В то время как проблема с Мецем была решена, создалась благоприятная ситуация для итальянских интересов Франции: тосканский город-государство Сиена восстал против Империи. В июле 1553 года сиенцы, с боевым кличем «Франция! Франция!», поднялись против испанского гарнизона, квартировавшегося там на протяжении двенадцати долгих лет. Восставшие попросились под покровительство Генриха, которого вовсе не требовалось упрашивать. Сиена обеспечивала отличный плацдарм, откуда можно было нападать как на Флоренцию – где можно было рассчитывать на поддержку местных жителей, так и на Папскую область. Екатерина преисполнилась радости; возникали реальные предпосылки для изгнания Козимо и «освобождения» Флоренции. Не тратя времени даром, Генрих отправил в Сиену кардинала д'Эсте в качестве своего представителя вместе с отрядом «телохранителей» в пять тысяч человек – фактически небольшой армией.

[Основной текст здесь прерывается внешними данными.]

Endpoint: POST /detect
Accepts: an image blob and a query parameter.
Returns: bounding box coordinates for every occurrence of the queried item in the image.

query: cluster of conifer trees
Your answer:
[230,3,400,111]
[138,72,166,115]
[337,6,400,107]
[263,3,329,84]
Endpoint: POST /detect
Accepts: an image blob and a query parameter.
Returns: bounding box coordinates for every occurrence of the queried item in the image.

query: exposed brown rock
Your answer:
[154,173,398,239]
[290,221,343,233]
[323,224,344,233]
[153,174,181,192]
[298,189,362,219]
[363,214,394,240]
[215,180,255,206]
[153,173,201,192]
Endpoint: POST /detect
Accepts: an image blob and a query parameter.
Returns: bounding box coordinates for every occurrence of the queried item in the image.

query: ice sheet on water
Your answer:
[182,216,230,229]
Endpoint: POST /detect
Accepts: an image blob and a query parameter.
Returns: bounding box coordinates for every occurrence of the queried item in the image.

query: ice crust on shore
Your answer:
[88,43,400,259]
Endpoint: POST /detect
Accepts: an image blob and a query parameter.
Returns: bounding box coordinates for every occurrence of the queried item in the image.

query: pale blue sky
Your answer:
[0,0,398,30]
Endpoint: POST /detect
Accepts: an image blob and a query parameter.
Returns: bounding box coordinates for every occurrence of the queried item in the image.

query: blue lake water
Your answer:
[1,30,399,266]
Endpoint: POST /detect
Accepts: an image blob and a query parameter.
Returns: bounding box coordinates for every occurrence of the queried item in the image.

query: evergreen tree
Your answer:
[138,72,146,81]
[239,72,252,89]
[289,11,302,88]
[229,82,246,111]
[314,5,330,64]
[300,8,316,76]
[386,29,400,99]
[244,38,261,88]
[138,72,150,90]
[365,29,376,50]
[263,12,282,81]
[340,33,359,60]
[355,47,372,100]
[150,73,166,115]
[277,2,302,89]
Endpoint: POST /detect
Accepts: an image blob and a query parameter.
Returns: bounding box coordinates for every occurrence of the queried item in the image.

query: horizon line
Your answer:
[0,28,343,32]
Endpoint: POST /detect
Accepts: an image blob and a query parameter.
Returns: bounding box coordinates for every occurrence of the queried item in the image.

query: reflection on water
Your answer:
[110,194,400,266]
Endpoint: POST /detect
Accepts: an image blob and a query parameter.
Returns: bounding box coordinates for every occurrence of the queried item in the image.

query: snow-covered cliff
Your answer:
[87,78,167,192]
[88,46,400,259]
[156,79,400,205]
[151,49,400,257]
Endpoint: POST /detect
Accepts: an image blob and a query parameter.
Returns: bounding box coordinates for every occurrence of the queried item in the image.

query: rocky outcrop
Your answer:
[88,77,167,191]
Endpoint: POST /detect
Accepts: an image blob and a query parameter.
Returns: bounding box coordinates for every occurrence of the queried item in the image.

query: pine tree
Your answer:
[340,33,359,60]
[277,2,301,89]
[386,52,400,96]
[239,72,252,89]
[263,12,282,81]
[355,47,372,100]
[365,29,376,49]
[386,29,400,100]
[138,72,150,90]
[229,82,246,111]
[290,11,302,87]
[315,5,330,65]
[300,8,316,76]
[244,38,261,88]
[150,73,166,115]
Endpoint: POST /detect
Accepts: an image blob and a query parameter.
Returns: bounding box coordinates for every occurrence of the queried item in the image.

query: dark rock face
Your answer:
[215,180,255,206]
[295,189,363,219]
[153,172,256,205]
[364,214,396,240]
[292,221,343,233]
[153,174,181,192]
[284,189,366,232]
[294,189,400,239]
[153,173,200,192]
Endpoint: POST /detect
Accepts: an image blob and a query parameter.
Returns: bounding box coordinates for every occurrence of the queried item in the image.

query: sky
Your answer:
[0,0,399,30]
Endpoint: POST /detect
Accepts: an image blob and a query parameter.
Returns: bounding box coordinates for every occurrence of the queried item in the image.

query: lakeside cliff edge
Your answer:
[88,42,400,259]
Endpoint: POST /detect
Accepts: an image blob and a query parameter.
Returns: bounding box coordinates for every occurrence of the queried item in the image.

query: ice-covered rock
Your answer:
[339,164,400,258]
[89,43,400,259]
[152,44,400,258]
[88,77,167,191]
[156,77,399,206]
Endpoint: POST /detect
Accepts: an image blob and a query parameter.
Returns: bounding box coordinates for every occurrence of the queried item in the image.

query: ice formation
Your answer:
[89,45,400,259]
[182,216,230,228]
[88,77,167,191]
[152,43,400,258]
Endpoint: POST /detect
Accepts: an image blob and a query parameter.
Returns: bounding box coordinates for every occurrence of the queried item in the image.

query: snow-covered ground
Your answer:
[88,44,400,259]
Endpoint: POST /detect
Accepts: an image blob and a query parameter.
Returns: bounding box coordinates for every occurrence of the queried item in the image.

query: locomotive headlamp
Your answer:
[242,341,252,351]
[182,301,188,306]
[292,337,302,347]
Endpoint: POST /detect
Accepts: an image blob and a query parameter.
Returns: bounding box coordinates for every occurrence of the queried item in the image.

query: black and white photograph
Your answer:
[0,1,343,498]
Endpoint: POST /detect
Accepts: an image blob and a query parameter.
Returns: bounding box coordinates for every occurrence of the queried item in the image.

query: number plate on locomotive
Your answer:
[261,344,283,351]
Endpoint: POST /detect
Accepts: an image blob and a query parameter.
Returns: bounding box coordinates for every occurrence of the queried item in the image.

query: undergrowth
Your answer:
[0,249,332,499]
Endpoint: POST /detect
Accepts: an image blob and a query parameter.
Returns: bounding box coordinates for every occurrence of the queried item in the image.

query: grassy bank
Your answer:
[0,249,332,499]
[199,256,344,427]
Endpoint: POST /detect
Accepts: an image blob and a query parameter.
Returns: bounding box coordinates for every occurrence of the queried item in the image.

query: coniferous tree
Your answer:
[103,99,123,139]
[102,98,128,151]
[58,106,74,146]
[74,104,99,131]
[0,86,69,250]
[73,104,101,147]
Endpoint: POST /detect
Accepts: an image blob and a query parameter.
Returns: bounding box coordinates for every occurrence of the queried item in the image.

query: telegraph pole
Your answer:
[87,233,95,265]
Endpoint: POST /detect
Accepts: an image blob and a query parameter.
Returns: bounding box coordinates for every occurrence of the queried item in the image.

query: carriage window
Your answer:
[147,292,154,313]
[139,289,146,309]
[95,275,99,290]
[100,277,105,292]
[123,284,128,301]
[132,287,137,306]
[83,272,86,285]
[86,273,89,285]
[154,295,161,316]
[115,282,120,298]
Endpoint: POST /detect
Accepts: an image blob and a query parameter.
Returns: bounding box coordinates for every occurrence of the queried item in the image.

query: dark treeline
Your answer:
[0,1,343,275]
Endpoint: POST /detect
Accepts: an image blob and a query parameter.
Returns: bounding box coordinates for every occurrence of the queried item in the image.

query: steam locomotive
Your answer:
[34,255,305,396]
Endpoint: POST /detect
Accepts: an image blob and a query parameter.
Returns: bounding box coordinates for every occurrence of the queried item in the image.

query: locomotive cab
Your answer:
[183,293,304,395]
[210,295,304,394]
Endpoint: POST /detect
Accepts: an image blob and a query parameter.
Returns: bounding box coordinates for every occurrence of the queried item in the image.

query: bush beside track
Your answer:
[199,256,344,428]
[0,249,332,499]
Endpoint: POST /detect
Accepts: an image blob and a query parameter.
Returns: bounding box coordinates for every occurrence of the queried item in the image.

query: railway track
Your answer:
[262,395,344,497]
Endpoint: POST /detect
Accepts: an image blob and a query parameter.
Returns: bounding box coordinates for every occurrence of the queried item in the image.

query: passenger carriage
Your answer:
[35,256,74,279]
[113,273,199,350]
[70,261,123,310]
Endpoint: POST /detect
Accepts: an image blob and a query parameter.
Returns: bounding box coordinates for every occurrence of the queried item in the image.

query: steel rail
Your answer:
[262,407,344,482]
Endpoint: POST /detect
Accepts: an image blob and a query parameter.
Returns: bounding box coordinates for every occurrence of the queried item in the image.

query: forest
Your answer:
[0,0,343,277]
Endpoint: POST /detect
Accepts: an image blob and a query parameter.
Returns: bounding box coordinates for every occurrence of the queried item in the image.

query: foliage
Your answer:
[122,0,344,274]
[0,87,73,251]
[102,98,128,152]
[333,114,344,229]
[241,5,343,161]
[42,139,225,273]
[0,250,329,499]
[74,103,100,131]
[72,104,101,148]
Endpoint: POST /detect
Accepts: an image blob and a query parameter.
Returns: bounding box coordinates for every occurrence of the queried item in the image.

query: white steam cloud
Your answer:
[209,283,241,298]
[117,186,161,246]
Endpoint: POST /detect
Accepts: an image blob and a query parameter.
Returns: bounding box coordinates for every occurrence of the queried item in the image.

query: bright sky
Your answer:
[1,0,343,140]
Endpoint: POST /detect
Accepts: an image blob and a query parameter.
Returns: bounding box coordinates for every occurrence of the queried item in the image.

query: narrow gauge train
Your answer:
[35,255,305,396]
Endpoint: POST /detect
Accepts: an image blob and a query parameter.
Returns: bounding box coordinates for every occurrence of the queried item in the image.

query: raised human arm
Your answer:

Екатерина энергично и страстно поддерживала вторжение в Италию, но когда внебрачная дочь Генриха, Диана Французская, вышла в феврале 1553 года замуж за Горацио Фарнезе, у королевы возникли опасения. Она боялась, как бы ее собственные флорентийские амбиции не были вытеснены проектами в пользу Фарнезе. Сердитая и раздраженная, Екатерина предстала перед королем в то время, когда он давал аудиенцию тосканскому послу. Она заявила, что никто не хочет постоять за ее интересы и за Флоренцию. Реальной причины для беспокойства у нее не было, поскольку король прекрасно помнил о своих правах на этот город, полученных в силу брака с Екатериной, и не собирался упускать случай. Однако этот эпизод показывает, как возрос к тому времени авторитет Екатерины в глазах Генриха, как крепла ее уверенность в себе. Такого взрыва негодования никто не мог бы ожидать от королевы в прежние годы. Что же до Дианы Французской, то она, выйдя замуж вскоре после победы под Мецем, спустя несколько месяцев овдовела. Ее муж Горацио погиб, сражаясь за Францию против имперских войск при Эсдене, французской крепости близ Булони, сдавшейся императору. Овдовев, родная дочь Генриха, обладавшая красивой внешностью и располагающим характером, снова стала желанным брачным призом для многих.
Незадолго до краткого брака своей дочери с Фарнезе, Генрих заменил д'Эсте в Сиене на Пьеро Строцци, прибывшего туда 2 января 1553 года. При финансовой поддержке итальянцев, живущих при французском дворе, он должен был руководить походом на Флоренцию, поставив всю Тоскану под контроль Франции. Екатерина занималась тем, что собирала деньги с итальянских финансистов во Франции и даже добавила собственные 100 тысяч экю, которые получила, заложив материнское наследство в Оверни. Коннетабль встретил кампанию недовольным брюзжанием. В большой степени недовольство Монморанси было вызвано лаврами Франсуа де Гиза и желанием урвать что-нибудь и для себя тоже. Екатерина была в третий раз объявлена регентшей, в то время, пока Генрих сражался с войсками императора в Пикардии.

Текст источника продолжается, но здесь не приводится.